TCHAIKOVSKY The Nutcracker (Dudamel)
’Tis the season to roast your Nutcrackers by the fire. A year on from my mammoth survey of available recordings (12/17), new recordings of Tchaikovsky’s seasonal confection are ready to tumble in, the first of which comes from Gustavo Dudamel and the Los Angeles Philharmonic Orchestra. Actually, it’s taken an ice age to arrive: this recording was made way back in 2013 in the Walt Disney Concert Hall, so why is it only being released now? The cynic in me suspects it’s to tie in with the release of Disney’s new film The Nutcracker and the Four Realms, for which Dudamel – with the Philharmonia this time – has recorded the (original) soundtrack.

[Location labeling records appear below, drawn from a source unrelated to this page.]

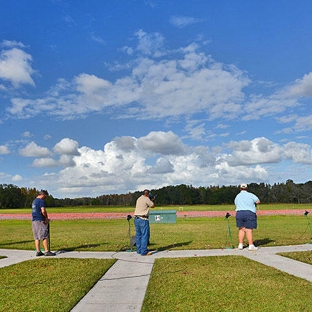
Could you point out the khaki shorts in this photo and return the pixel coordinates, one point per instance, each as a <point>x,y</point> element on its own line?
<point>40,230</point>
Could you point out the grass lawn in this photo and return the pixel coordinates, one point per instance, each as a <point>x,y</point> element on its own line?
<point>49,284</point>
<point>228,283</point>
<point>303,256</point>
<point>187,233</point>
<point>129,209</point>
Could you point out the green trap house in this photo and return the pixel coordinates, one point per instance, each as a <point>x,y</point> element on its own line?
<point>162,216</point>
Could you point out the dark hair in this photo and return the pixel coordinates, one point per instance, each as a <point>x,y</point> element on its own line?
<point>44,192</point>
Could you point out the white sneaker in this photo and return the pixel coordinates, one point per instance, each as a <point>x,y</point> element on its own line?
<point>252,248</point>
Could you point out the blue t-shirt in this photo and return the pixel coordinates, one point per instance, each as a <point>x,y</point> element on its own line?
<point>36,206</point>
<point>246,201</point>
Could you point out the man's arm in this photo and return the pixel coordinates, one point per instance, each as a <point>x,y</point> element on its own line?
<point>44,213</point>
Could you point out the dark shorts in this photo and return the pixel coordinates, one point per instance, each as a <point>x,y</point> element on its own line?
<point>247,219</point>
<point>40,230</point>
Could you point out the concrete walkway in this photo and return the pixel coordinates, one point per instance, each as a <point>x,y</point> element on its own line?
<point>123,286</point>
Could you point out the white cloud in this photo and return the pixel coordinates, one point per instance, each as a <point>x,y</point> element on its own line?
<point>33,150</point>
<point>302,87</point>
<point>45,162</point>
<point>4,150</point>
<point>256,151</point>
<point>66,146</point>
<point>160,158</point>
<point>182,21</point>
<point>299,152</point>
<point>15,66</point>
<point>17,178</point>
<point>156,88</point>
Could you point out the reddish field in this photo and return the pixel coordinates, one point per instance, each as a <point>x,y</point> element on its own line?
<point>112,215</point>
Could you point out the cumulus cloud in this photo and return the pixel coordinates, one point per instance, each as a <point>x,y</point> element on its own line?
<point>299,152</point>
<point>256,151</point>
<point>190,83</point>
<point>66,146</point>
<point>4,150</point>
<point>302,87</point>
<point>15,64</point>
<point>182,21</point>
<point>33,150</point>
<point>160,158</point>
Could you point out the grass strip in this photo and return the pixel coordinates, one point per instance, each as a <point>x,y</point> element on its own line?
<point>302,256</point>
<point>187,233</point>
<point>49,284</point>
<point>227,283</point>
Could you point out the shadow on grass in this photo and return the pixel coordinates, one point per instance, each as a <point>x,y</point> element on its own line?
<point>16,243</point>
<point>263,242</point>
<point>172,246</point>
<point>81,247</point>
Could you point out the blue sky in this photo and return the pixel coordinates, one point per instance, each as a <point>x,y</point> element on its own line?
<point>110,97</point>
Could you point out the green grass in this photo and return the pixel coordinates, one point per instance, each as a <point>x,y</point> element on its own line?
<point>127,209</point>
<point>302,256</point>
<point>187,233</point>
<point>228,283</point>
<point>48,284</point>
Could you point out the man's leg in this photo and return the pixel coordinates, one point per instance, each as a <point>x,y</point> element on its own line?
<point>137,235</point>
<point>45,244</point>
<point>145,237</point>
<point>249,236</point>
<point>241,235</point>
<point>37,244</point>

Dudamel’s track record with Tchaikovsky on disc is mixed. Edward Seckerson loved his ‘sinewy, uninhibited’ Fifth Symphony with the Simón Bolívar (4/09 – the finale is devastating), but Andrew Achenbach found his later disc of Shakespeare-inspired tone poems ‘worryingly superficial’ (6/11). So how does his Nutcracker fare? Well, the playing of the LAPO – and how welcome to see the players listed in the booklet – is fabulous, the strings as fine as spun sugar and the brass crisp in the Spanish Dance. The character dances are well drilled, the Arabian Dance seductively paced (much slower than my top picks last Yuletide, Valery Gergiev and Neeme Järvi). The percussion are prominent, especially the celesta – Orrin Howard’s lovely booklet note quotes Tchaikovsky’s letter to his publisher instructing him to keep quiet about his new discovery lest Rimsky-Korsakov or Glazunov should pinch it before the premiere!

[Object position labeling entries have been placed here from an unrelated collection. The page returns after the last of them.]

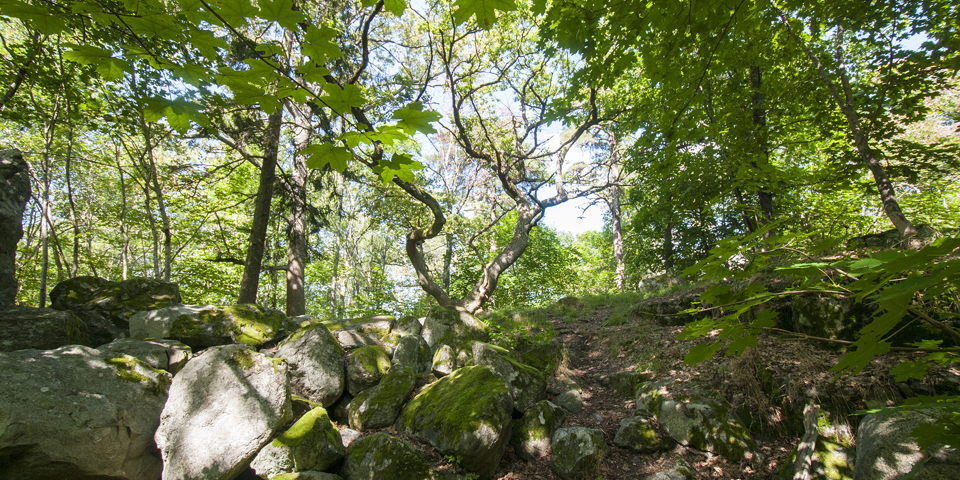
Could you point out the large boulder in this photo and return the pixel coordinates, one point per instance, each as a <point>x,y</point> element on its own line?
<point>115,301</point>
<point>886,450</point>
<point>577,453</point>
<point>527,385</point>
<point>312,443</point>
<point>224,406</point>
<point>14,193</point>
<point>379,406</point>
<point>383,456</point>
<point>365,367</point>
<point>413,351</point>
<point>202,326</point>
<point>532,433</point>
<point>40,328</point>
<point>452,326</point>
<point>466,414</point>
<point>76,413</point>
<point>316,364</point>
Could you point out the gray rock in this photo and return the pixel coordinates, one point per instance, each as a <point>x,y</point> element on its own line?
<point>169,355</point>
<point>115,301</point>
<point>452,326</point>
<point>570,400</point>
<point>224,406</point>
<point>379,406</point>
<point>466,414</point>
<point>365,367</point>
<point>413,352</point>
<point>202,326</point>
<point>316,364</point>
<point>14,193</point>
<point>526,383</point>
<point>73,413</point>
<point>639,435</point>
<point>40,328</point>
<point>312,443</point>
<point>382,456</point>
<point>532,433</point>
<point>886,451</point>
<point>577,453</point>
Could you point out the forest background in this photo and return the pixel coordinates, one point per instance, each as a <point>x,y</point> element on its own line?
<point>346,158</point>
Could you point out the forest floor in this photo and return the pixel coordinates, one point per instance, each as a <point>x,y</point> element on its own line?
<point>798,371</point>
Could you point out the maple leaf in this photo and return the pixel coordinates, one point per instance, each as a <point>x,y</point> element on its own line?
<point>414,119</point>
<point>484,10</point>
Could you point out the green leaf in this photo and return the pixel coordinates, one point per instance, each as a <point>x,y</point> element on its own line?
<point>414,119</point>
<point>318,46</point>
<point>326,153</point>
<point>700,353</point>
<point>395,7</point>
<point>485,11</point>
<point>342,100</point>
<point>109,67</point>
<point>282,12</point>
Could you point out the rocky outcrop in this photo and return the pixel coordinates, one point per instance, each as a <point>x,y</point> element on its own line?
<point>382,456</point>
<point>886,450</point>
<point>115,301</point>
<point>365,367</point>
<point>532,433</point>
<point>40,328</point>
<point>312,443</point>
<point>14,193</point>
<point>526,383</point>
<point>413,351</point>
<point>202,326</point>
<point>466,414</point>
<point>452,326</point>
<point>316,364</point>
<point>76,412</point>
<point>224,406</point>
<point>577,453</point>
<point>379,406</point>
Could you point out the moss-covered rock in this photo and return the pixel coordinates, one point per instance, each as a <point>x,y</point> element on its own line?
<point>379,406</point>
<point>117,301</point>
<point>452,326</point>
<point>577,453</point>
<point>383,456</point>
<point>317,370</point>
<point>203,326</point>
<point>365,367</point>
<point>639,435</point>
<point>312,443</point>
<point>532,433</point>
<point>466,414</point>
<point>527,385</point>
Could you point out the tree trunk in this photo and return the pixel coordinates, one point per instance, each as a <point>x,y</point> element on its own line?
<point>296,236</point>
<point>256,243</point>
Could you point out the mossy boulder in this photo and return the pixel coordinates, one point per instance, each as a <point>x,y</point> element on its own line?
<point>116,301</point>
<point>316,360</point>
<point>365,367</point>
<point>311,443</point>
<point>202,326</point>
<point>379,406</point>
<point>526,384</point>
<point>383,456</point>
<point>706,424</point>
<point>413,351</point>
<point>532,433</point>
<point>466,414</point>
<point>452,326</point>
<point>640,435</point>
<point>577,453</point>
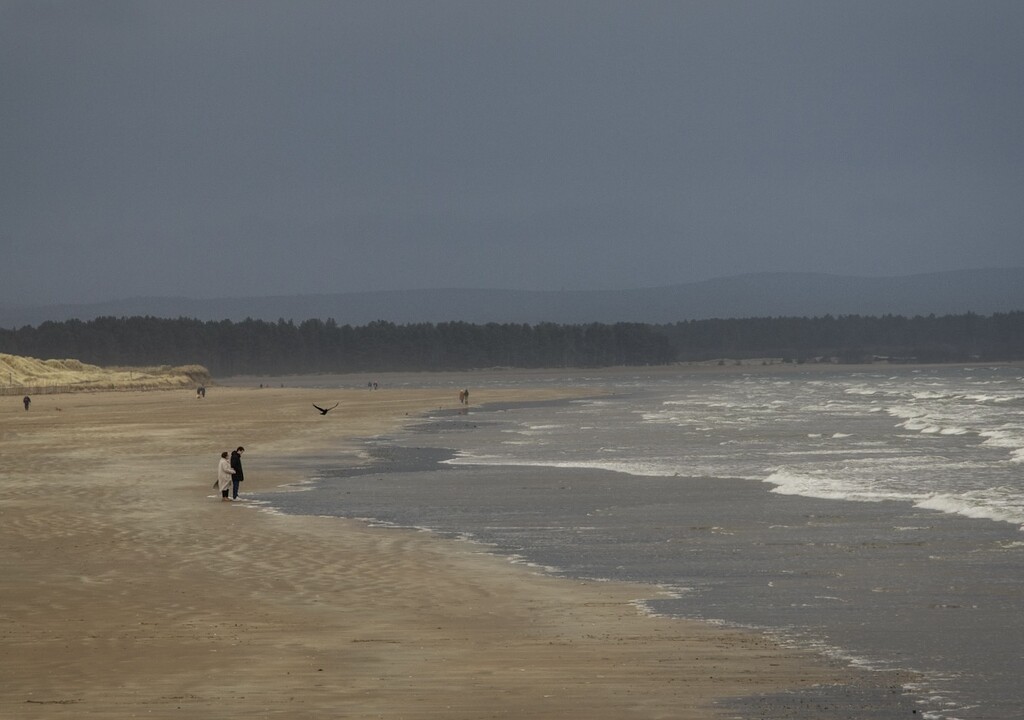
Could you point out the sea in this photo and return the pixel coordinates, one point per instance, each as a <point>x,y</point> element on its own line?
<point>873,514</point>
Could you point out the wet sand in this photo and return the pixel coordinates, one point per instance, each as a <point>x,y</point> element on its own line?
<point>127,587</point>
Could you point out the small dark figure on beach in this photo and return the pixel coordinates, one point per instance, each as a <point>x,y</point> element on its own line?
<point>236,463</point>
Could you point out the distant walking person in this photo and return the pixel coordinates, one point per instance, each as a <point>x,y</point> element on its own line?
<point>237,467</point>
<point>224,473</point>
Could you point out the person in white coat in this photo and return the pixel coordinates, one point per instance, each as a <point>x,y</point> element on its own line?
<point>224,473</point>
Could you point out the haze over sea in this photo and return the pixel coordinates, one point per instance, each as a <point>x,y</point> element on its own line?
<point>872,513</point>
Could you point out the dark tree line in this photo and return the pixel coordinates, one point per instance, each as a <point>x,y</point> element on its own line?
<point>260,347</point>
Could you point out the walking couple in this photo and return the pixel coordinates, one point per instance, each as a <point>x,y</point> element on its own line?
<point>229,474</point>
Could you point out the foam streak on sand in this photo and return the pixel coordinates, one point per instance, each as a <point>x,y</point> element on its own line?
<point>127,589</point>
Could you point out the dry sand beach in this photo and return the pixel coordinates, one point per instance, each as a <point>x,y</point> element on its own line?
<point>128,589</point>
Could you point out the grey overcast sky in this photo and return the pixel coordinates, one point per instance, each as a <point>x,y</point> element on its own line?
<point>223,149</point>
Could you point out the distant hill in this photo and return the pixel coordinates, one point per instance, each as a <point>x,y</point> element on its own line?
<point>766,294</point>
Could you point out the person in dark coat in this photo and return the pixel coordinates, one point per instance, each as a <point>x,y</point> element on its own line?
<point>237,466</point>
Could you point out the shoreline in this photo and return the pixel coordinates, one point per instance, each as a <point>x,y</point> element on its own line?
<point>128,588</point>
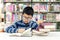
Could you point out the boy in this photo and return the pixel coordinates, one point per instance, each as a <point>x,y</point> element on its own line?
<point>25,23</point>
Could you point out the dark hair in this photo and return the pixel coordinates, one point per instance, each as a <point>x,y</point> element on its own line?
<point>28,11</point>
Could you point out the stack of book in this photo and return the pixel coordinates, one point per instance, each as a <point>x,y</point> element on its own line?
<point>37,17</point>
<point>10,7</point>
<point>22,6</point>
<point>51,17</point>
<point>40,7</point>
<point>58,17</point>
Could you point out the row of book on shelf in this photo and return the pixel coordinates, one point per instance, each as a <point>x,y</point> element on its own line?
<point>31,0</point>
<point>49,17</point>
<point>36,6</point>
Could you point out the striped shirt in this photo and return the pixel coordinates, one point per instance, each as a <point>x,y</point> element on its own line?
<point>20,24</point>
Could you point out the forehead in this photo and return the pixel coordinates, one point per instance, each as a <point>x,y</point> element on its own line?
<point>26,15</point>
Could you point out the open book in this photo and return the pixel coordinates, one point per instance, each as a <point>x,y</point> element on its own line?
<point>28,32</point>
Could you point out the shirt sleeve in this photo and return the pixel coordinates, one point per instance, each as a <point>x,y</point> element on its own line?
<point>12,29</point>
<point>34,26</point>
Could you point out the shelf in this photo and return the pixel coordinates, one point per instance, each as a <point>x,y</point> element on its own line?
<point>32,2</point>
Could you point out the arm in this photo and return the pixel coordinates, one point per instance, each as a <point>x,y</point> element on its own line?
<point>12,29</point>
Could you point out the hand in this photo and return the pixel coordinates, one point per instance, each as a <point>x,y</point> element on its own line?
<point>21,30</point>
<point>1,30</point>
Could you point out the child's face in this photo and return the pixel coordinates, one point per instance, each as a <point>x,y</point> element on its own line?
<point>27,18</point>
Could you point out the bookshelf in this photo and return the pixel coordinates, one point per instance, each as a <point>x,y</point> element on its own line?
<point>44,7</point>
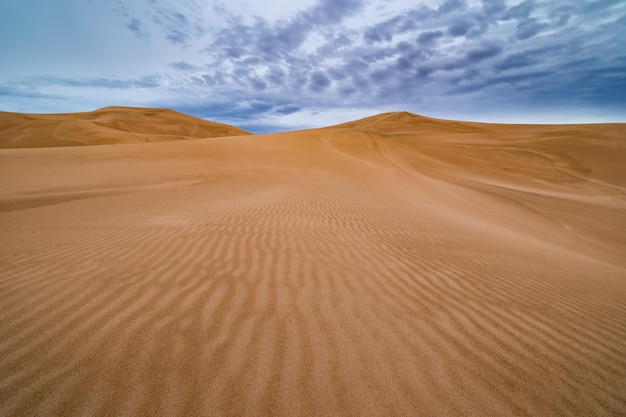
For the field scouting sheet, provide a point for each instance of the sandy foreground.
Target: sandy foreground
(392, 266)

The complete ballet comes in at 90 minutes, which is par for the course. But apart from a helter-skelter battle scene from Dudamel, there’s a feeling that everyone is on their best behaviour: the Waltz of the Flowers has a lovely sense of lilt without ever threatening to spiral out of control; the Christmas tree grows at an urgent pace, yet is devoid of sparkle; the Los Angeles Children’s Chorus sing with purity in the Snowflakes but sound recessed and pale. This is a dutiful Nutcracker, but where is the magic?